Firstly, not sure how warranted this is. Secondly, I am no JS dev, so not sure if there is any better way to doing this. Looking forwards for any comments from folks with more expertise in this area.
<script type="module">
import 'https://unpkg.com/deep-chat@1.4.11/dist/deepChat.bundle.js';
// Declare a global variable to store chat history and the last message
let chatHistory = [];
// Storing the most recent message/question from the user to AI in a separate variable, as we cannot add it to
// chatHistory global variable in chat.requestInterceptor to prevent the message getting used in the chat-history
// as well.
let lastMessage = null;
document.addEventListener('DOMContentLoaded', () => {
const chat = document.getElementById('chat');
console.log('DOMContentLoaded event fired');
if (!chat) {
console.error('DeepChat element not found');
return;
}
// Add initial messages to chat history
const initialMessages = JSON.parse(chat.getAttribute('initialMessages'));
if (Array.isArray(initialMessages)) {
chatHistory = chatHistory.concat(initialMessages);
console.log('Added initial messages to chat history:', chatHistory);
} else {
console.error('Invalid initialMessages format:', initialMessages);
}
chat.requestInterceptor = (originalRequest) => {
// We have always seen that the messages array has only one element
if (originalRequest.body.messages.length !== 1) {
console.error('Invalid message format:', originalRequest.body.messages);
return originalRequest;
}
// If there's a last message, add it to the chat history
if (lastMessage !== null) {
chatHistory.push(lastMessage);
}
const newMessage = originalRequest.body.messages[0]; // Get the new message
// Validate the structure of the new message
if (newMessage === null || newMessage.role !== 'user' || typeof newMessage.text !== 'string') {
console.error('Invalid message format:', newMessage);
return originalRequest;
}
// Create the new payload with the updated chat history
const modifiedPayload = {
chat_history: chatHistory,
question: newMessage.text,
};
// Update the request body with the new payload
originalRequest.body = modifiedPayload;
// Store the new message as the last message for the next request
lastMessage = newMessage;
console.log('Intercepting request with updated chat history:', originalRequest);
return originalRequest;
};
chat.responseInterceptor = (response) => {
// Validate the structure of the AI response
if (response === null || response.role !== 'ai' || typeof response.text !== 'string') {
console.error('Invalid AI response format:', response);
return response;
}
// Add the AI response to the chat history
chatHistory.push(response);
console.log('Intercepting response with AI message:', response);
return response;
};
console.log('DeepChat element loaded successfully');
});
</script>
Hi @avibathula. Apologies for the late reply as I've been very busy. If you want to control how many messages are sent to the target server - you can use the maxMessages
property in the requestBodyLimits object.
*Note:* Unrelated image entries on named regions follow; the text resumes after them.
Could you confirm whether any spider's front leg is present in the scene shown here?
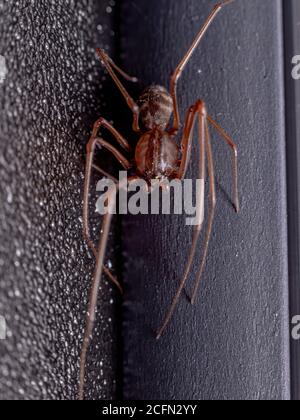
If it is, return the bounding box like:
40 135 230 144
170 0 234 134
157 101 210 339
97 48 140 133
83 124 131 292
78 175 139 400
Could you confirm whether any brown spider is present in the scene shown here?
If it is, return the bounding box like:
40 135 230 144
79 0 239 399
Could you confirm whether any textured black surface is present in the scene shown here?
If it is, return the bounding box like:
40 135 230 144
0 0 120 399
284 0 300 400
122 0 290 400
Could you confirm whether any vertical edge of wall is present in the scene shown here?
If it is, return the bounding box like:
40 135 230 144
122 0 290 400
283 0 300 400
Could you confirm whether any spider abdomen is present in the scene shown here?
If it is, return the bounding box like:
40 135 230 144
135 130 179 181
This is automatically set to -1 in certain directConnection services.
Using the playground feature of DeepChat, I see that chat history is maintained and sent to services. If I ask the service what was my previous question, it was able to tell me. And I think I also checked for them in browser dev-tools' network traces.
I looked into OpenAI wrappers and it looks like you are calling OpenAI's API of List messages.
I wasn't able to figure out how are you doing it for Cohere (I am not much skills at JS/TS).
But when I connect to my own RAG implemented as using FatsAPI, the "messages" list always has one element, the latest message. Why is that?
Is everyone connecting to customer service expected to "manage + maintain" chat history by themselves?
Is there any way to tap to base implementation of chat history management?